Fourteen players missed at least one game in 2010 and seven were forced to skip the season for a variety of infractions. Some received jewelry from people outside the program. Others received improper benefits for travel to California, Las Vegas, Washington, D.C., and Miami. Academic violations centered on players receiving improper assistance on papers - sometimes for even minor revisions - from a tutor who had also worked with Davis' teenage son.

The violations, including former assistant coach John Blake's ties to late California-based NFL agent Gary Wichard, touched Davis only by occurring on his watch. When he fired Davis, Thorp said he didn't believe the coach knew of the violations even though it could cost the school $2.7 million in contractual obligations by 2015.

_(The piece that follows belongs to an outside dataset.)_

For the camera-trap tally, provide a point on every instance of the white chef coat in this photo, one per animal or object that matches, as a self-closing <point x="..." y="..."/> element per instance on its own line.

In his statement, Sasser said the records show no calls to Wichard nor the chairman of the UNC department now linked to years of academic fraud and suspect classes with significant athlete enrollments. There were five calls to tutor Jennifer Wiley, the last in August 2010 when Wiley contacted Davis after being asked to meet with school investigators.

Sasser said Wiley asked what the meeting was about and whether she should bring her father. Davis referred her to a school official and believed she'd attend. Wiley later declined to speak with the school or NCAA, and has declined all interview requests.

Joseph B. Cheshire V, Wiley's attorney, confirmed Sasser's description of the call Friday.

''She, her father and I made the decision not to talk about these matters,'' Cheshire wrote in an email. ''Coach Davis had nothing to do with that decision.''

The Davises had hired Wiley to work with their son only after receiving a recommendation from a UNC official, according to a copy of a March 2008 email provided to the AP by Davis' wife, Tammy. Tammy Davis defended Wiley as someone motivated by helping others.

''I said it to ... anybody who would listen,'' she said, ''in my heart and in my soul, I don't believe that young lady would do anything intentionally to break rules.''

Davis, the former head coach at Miami and the NFL's Cleveland Browns, is working as a consultant with the Tampa Bay Buccaneers. The Arkansas alumnus was also an assistant to Jimmy Johnson with the Dallas Cowboys in the 1990s.